Carmen Iglesias, directora de la Real Academia de la Historia y presidenta del jurado, elogió los innovadores conceptos introducidos por Portes, como 'enclave étnico' o 'integración segmentada'. «Ha esclarecido con ellos las condiciones bajo las que los flujos migratorios pueden resultar beneficiosos tanto para los inmigrantes como para los países de acogida», dijo el jurado que resaltó «sus contribuciones al campo de la sociología económica y al análisis de la economía informal».

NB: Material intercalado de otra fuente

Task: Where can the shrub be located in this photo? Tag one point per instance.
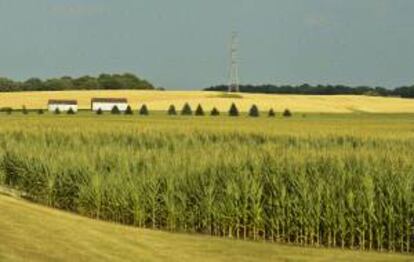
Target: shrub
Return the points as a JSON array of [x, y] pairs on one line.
[[172, 111], [115, 110], [186, 111], [24, 110], [71, 111], [215, 112], [129, 111], [233, 110], [144, 110], [199, 111], [287, 113], [254, 111]]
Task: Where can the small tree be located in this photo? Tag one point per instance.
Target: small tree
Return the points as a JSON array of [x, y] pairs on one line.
[[115, 110], [287, 113], [215, 112], [233, 110], [186, 110], [199, 111], [144, 110], [128, 110], [172, 111], [71, 111], [254, 111], [24, 110]]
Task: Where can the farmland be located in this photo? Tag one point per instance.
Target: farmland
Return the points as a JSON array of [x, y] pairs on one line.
[[333, 180], [160, 100]]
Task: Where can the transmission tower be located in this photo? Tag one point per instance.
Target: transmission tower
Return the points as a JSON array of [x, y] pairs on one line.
[[234, 64]]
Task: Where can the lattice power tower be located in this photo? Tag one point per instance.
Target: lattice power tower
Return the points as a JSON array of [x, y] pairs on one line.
[[234, 64]]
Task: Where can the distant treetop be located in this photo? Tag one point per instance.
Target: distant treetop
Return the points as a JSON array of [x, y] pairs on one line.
[[306, 89], [103, 81]]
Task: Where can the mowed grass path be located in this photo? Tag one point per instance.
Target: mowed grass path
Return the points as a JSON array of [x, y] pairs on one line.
[[160, 101], [29, 232]]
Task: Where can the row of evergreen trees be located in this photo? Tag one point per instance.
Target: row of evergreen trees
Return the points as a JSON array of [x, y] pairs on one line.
[[186, 111]]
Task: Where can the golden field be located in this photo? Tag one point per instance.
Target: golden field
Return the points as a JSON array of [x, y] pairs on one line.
[[160, 101]]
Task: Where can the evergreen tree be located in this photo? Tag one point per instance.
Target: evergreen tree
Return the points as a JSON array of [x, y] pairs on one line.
[[115, 110], [172, 111], [199, 111], [233, 110], [254, 111], [186, 111], [215, 112], [144, 110], [287, 113], [128, 110]]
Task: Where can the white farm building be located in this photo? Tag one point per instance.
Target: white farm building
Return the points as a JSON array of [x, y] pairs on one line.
[[107, 104], [62, 105]]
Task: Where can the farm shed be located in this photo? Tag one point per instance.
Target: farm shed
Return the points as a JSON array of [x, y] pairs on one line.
[[62, 105], [107, 104]]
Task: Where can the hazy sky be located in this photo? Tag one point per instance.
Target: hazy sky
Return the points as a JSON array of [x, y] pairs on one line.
[[183, 44]]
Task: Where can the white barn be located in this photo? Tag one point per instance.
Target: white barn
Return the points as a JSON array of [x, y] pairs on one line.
[[107, 104], [62, 105]]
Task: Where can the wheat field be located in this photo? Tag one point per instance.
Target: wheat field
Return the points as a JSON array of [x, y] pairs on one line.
[[160, 101]]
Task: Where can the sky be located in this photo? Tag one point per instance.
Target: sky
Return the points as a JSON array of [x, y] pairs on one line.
[[184, 44]]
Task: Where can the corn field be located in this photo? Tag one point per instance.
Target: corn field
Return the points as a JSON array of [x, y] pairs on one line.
[[346, 183]]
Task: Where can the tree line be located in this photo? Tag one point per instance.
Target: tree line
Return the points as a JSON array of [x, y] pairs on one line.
[[306, 89], [103, 81]]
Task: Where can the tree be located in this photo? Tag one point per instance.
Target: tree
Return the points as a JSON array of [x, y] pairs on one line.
[[71, 111], [199, 111], [287, 113], [128, 110], [115, 110], [172, 111], [254, 111], [186, 111], [144, 110], [24, 110], [233, 110], [215, 112]]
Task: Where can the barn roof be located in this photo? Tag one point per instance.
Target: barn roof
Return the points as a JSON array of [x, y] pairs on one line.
[[62, 102], [109, 100]]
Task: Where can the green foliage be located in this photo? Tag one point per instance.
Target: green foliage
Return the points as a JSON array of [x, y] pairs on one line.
[[71, 111], [199, 111], [144, 110], [287, 113], [172, 111], [115, 110], [254, 111], [233, 110], [186, 111], [215, 112], [128, 110]]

Además de su crucial contribución al conocimiento de las minorías en Estados Unidos, Portes ha analizado le realidad de la inmigración en Latinoamérica y España, donde ha sido mentor y colaborador de varias generaciones de investigadores. En 2001 publicó 'Legacies', una investigación sobre la segunda generación de inmigrantes en Estados Unidos, y tres lustros después aparecía 'Spanish Legacies'.

Describe la condiciones bajo las que los flujos migratorios benefician tanto a los inmigrantes como para los países de acogida

Para su 'Estudio longitudinal de hijos de inmigrantes', entrevistó a más de 5000 niños y repitió la entrevista en la adolescencia. Diagnosticó como la segunda generación se integraba bien en la sociedad estadounidense, pero también detectó un riesgo de inadaptación en los hijos de inmigrantes ilegales de bajo nivel educativo, ante lo que recomendó trabajar con los padres en sus comunidades.

Publicó con Ruben Rumbaut este estudio en Legacies: The Story of the Inmigrant Second Generation (2001), ganador de varios premios. En 2013, con el Instituto Universitario Ortega y Gasset, realizó un análisis similar en España con casi 7000 entrevistas, concluyendo como el 50 % de los hijos de inmigrantes se siente español. En 2016 publicó Spanish Legacies: The Coming of Age of the Second Generation, la segunda parte del estudio. «El proceso de integración en España ha sido más suave y eficaz», sostuvo Portes al presentar su ensayo en España, donde halló un «buen laboratorio» para ahondar en sus teorías sobre la integración.

Estima Portes que 'melting pot' anglosajón, el 'dejar hacer', funciona mucho mejor que el modelo republicano francés, de asimilación, que ha creado una gran 'etnicidad reactiva', otro concepto básico en su obra. Asegura, con todo, que «el mejor es el de España, no hacer nada». «Las escuelas tratan de incorporar a los jóvenes, la gente va buscando su nivel y la sociedad los acepta porque, al contrario que Francia, la sociedad española está fragmentada, por las autonomías, no es un país unitario y no existe un sentido tan exaltado de la nacionalidad Y eso ayuda a la integración», dijo al presentar aquí su ensayo.

«España es un ejemplo de integración y la diferencia entre España y Estados Unidos es que aquí el elemento común es la sociabilidad, mientras que allí son las oportunidades económicas», precisó. Para él, hasta ahora la inmigración «ha sido un 'no problema' para España», pero quizá en unos años «el problema más serio de España con la inmigración sea que no haya inmigración suficiente». «España necesita población si quiere crecer», sostiene Portes que no duda que «dentro de una generación vamos a ver a chinos en posiciones de poder en España, y eso se ve porque sus empresas tienen éxito y sus jóvenes son brillantes académicamente».